Yo sabía que ella ya conocía la respuesta y que estaba jugando conmigo.

—¿A cuántos te has tirado tú? —A la gallega, respondí a la pregunta con otra y le devolví la pelota.

—No sé. A partir del número cien dejé de contar.

El teléfono interrumpió la conversación con su trinar histérico y me impidió averiguar si Mónica mencionaba en serio aquella centena. En general, resultaba muy difícil reconocer cuándo hablaba en serio y cuándo bromeaba. Sonaron dos timbrazos y después el silencio se hizo con el salón antes de que llegara el tercero. La figura de Coco rellenó de improviso el marco de la puerta.

—Ése es mi código: Dos veces, colgar, volver a llamar —dijo—. Es para mí.

A los diez segundos volvió a sonar otro timbrazo. Coco descolgó y en seguida se enzarzó en una conversación ininteligible, llena de pausas, en la que de vez en cuando intercalaba una serie incongruente de monosílabos: «... sí... claro, tío... guay... fijo... no, no...». Debió de tirarse diez minutos o más al aparato, y al final lo único que pude deducir de lo que dijo era que Coco necesitaba al menos dos días para conseguir lo que su interlocutor telefónico le pedía.

Colgó con cara de preocupación.

—Tenemos un encargo nuevo, Mónica —se dirigía a su amiga ignorándome por completo, como si yo no estuviera en aquel salón.
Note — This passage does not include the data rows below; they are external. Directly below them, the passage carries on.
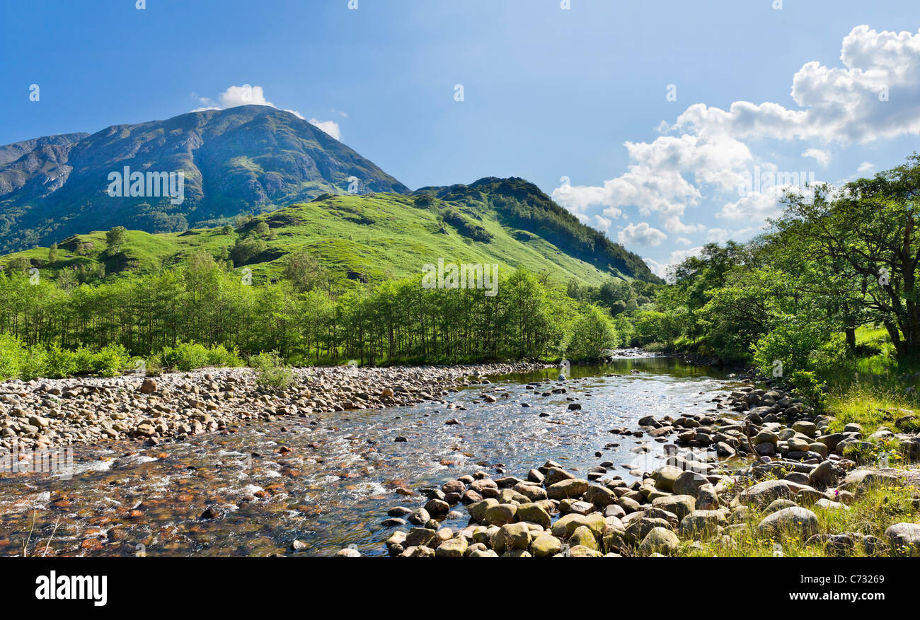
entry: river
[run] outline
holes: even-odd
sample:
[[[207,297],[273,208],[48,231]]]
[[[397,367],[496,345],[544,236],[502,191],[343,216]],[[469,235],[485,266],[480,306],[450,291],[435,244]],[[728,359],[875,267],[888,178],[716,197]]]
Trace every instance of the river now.
[[[547,459],[582,476],[609,462],[633,479],[650,457],[635,450],[661,445],[611,429],[715,411],[711,399],[732,385],[669,357],[571,370],[565,382],[553,369],[496,377],[443,401],[253,422],[157,446],[77,446],[72,476],[0,474],[0,556],[328,556],[350,545],[382,556],[387,510],[421,506],[419,490],[477,470],[523,478]],[[557,388],[566,393],[541,396]],[[482,401],[487,391],[496,402]],[[215,518],[201,518],[209,507]]]

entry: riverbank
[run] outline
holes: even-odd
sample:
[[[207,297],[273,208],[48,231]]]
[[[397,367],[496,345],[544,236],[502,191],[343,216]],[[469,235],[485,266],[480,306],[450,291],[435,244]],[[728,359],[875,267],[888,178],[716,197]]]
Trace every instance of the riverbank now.
[[[646,416],[623,437],[662,449],[631,484],[606,461],[579,477],[546,461],[520,477],[477,471],[428,490],[423,507],[392,508],[398,557],[920,556],[920,469],[847,457],[879,441],[920,459],[920,434],[858,424],[837,432],[794,394],[749,385],[712,413]],[[542,389],[542,385],[535,385]],[[580,406],[579,406],[580,407]],[[731,414],[734,415],[731,415]],[[653,453],[647,441],[637,450]],[[598,453],[600,456],[601,453]],[[621,464],[631,467],[630,464]],[[443,521],[466,506],[466,526]],[[461,513],[462,514],[462,513]],[[339,555],[360,555],[342,549]]]
[[[200,368],[158,377],[7,380],[0,383],[0,451],[142,439],[148,445],[236,423],[412,405],[489,376],[544,364],[310,366],[290,388],[259,385],[250,368]]]

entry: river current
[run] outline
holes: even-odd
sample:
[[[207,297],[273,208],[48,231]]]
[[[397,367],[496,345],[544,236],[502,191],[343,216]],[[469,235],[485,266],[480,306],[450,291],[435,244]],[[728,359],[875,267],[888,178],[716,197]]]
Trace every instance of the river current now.
[[[385,555],[387,510],[423,505],[426,489],[477,470],[524,478],[547,459],[583,477],[612,463],[631,480],[630,470],[653,465],[642,446],[661,445],[611,429],[714,411],[712,398],[735,385],[669,357],[577,366],[564,382],[558,374],[492,377],[440,401],[253,422],[156,446],[75,446],[72,475],[0,474],[0,556],[328,556],[347,546]],[[566,391],[541,395],[554,389]],[[295,539],[304,546],[293,552]]]

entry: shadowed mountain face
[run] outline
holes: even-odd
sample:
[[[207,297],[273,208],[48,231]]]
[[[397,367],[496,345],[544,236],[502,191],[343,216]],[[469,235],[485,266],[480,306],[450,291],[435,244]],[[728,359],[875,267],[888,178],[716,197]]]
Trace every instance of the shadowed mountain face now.
[[[181,202],[149,181],[140,195],[111,197],[110,175],[126,167],[148,179],[173,173],[174,191],[182,172]],[[46,136],[0,146],[0,252],[112,226],[170,232],[217,225],[350,189],[408,192],[322,130],[266,106]]]
[[[429,194],[474,209],[477,206],[486,207],[503,227],[518,231],[519,241],[526,241],[528,236],[539,237],[602,272],[661,281],[641,257],[610,241],[600,231],[581,223],[524,179],[487,176],[468,186],[422,187],[415,193]]]

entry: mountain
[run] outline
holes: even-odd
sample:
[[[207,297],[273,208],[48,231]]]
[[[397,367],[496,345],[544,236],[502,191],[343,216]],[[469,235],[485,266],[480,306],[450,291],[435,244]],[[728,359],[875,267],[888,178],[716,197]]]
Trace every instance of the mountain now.
[[[422,187],[415,193],[461,203],[475,210],[492,211],[502,226],[517,231],[520,241],[539,237],[601,271],[650,282],[658,280],[638,254],[582,224],[539,187],[523,179],[489,176],[469,186]]]
[[[241,251],[245,246],[246,251]],[[278,277],[288,254],[307,250],[337,280],[353,287],[422,272],[426,264],[499,264],[524,267],[558,282],[599,285],[607,278],[661,282],[641,258],[584,226],[523,179],[486,178],[469,186],[426,187],[412,195],[325,194],[257,216],[237,228],[127,233],[117,252],[103,231],[74,235],[54,263],[47,248],[4,257],[26,259],[52,277],[77,267],[81,279],[155,273],[205,251],[248,267],[255,282]],[[26,261],[18,260],[19,267]],[[101,268],[100,268],[101,267]]]
[[[109,175],[125,166],[144,175],[181,171],[184,199],[173,204],[167,191],[151,196],[150,186],[146,196],[112,197]],[[351,177],[358,183],[350,187]],[[47,136],[0,147],[0,252],[113,226],[147,232],[213,226],[349,189],[408,192],[322,130],[267,106]]]

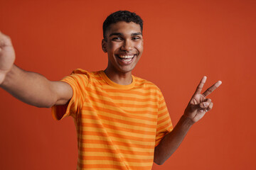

—Gracias a Dios —dijo ella.

—Lo que no tenemos es dinero para la inversión.

—Pues conseguiremos dinero.

—Aquí mismo —dijo Coco.

Aparcamos el coche en la esquina de Conde de Xiquena con Bárbara de Braganza. No había luna, la calle se perdía en una negrura densa y opaca y el asfalto se confundía con la noche. Atravesando esta oscuridad, el reflejo de los ojos de Mónica brillaba en el retrovisor.

—¿Cuánto puedes tardar? —preguntó ella.

—Ni puta idea. Depende de la suerte. De todas formas, si no localizo algo en media hora, nos vamos.

—Está bien. Ahora voy a apagar el motor del coche. Lo encenderé dentro de diez minutos justos, y lo mantendré encendido, esperándote. Dejo tu puerta abierta.

Coco le dio un beso apresurado en los labios y salió del coche.

—Suerte —le dijo Mónica a guisa de despedida; luego se volvió a mí—. ¿Quieres un cigarro?

—¿Estás segura de que no nos la estamos jugando? —pregunté con voz ligeramente trémula.

—Segura. Ya te he dicho que lo hemos hecho más veces. Pero si tanto miedo te daba, no haber venido con nosotros, joder. Si lo llego a saber me callo y no te cuento nada.

—No hubieras podido evitarlo. Siempre me lo has contado todo. Reventarías si no me lo contases, como el niño del cuento.

El niño del cuento al que yo me refería había albergado un secreto que se había ido hinchando como un globo dentro de su cuerpo. Como Mónica no me replicaba, me arrellané en el asiento trasero del coche y respiré hondo, decidida a tomarme el asunto con la misma calma de la que Mónica hacía gala, y a no preocuparme más de lo necesario.